2. Mutual Funds Are a Classical and Solid Option
While REITs are a type of mutual fund, you can invest in other real estate mutual funds as well. These kinds of mutual funds provide an opportunity to brush up against domestic and international stock positions.
They’ve outperformed the stock market historically, but they’re also slightly higher risk than your typical stocks and bonds. This means it shouldn’t be your sole source of investment. It should be part of a diverse portfolio.
But it’s a fairly lucrative investment if done right.
There are thousands of mutual funds available. A fraction of those are real estate mutual funds. How then do you pick a mutual fund?
Look at the Expense Ratio
Each real estate mutual fund must overcome costs before it can make money for investors. When mutual funds express this amount, they do so using a ratio or percentage.
You want to pick a mutual fund with a low expense ratio. If you don’t, the decision or lack of wisdom could put a massive dent in your potential wealth.

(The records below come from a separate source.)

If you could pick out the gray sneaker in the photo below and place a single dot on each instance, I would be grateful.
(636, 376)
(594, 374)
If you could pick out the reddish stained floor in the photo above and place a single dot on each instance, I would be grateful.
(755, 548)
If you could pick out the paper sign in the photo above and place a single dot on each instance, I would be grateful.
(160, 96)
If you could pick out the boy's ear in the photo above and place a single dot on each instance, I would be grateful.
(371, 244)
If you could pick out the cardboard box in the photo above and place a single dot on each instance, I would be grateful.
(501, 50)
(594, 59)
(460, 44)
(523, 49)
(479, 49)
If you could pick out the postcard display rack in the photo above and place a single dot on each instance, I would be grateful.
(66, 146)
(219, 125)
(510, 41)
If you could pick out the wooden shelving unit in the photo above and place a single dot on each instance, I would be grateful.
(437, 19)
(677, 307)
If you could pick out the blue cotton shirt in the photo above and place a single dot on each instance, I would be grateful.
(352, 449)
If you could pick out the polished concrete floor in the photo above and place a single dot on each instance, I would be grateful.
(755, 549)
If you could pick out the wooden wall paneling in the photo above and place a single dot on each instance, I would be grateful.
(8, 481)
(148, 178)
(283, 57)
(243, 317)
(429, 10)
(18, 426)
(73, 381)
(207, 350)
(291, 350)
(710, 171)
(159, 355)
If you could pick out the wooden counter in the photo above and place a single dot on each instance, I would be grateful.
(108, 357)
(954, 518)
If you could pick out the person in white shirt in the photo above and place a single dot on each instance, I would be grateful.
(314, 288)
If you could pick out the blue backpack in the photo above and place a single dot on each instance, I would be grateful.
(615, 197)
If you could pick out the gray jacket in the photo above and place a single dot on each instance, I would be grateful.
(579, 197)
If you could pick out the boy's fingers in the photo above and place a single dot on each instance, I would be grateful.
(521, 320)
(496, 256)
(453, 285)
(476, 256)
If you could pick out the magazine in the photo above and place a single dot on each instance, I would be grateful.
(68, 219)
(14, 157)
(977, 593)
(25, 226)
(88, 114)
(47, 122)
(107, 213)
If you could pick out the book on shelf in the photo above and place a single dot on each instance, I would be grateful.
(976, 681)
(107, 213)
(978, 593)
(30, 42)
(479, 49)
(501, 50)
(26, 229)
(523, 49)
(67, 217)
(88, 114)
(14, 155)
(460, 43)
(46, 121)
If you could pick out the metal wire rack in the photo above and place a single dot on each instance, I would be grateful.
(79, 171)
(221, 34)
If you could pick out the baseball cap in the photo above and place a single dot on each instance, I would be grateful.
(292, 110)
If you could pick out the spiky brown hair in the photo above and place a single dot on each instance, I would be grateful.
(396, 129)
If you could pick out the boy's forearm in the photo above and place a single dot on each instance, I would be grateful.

High Turnover Ratios Are a No Go
This is a tax problem. If you jump into a mutual fund that turns over 50% or more of their portfolio each year, stay away.
Why? Because the taxman will tax the property every time it’s sold. The longer a mutual fund holds onto property, the less the taxman will take out.
The Management Team Needs Experience
Who did the mutual fund hire to manage the portfolio? Will they be successful? Will they manage your portfolio well?
And ask if they have skin in the game. If a manager doesn’t have a substantial amount of their own net worth invested alongside fund holders, find another mutual fund.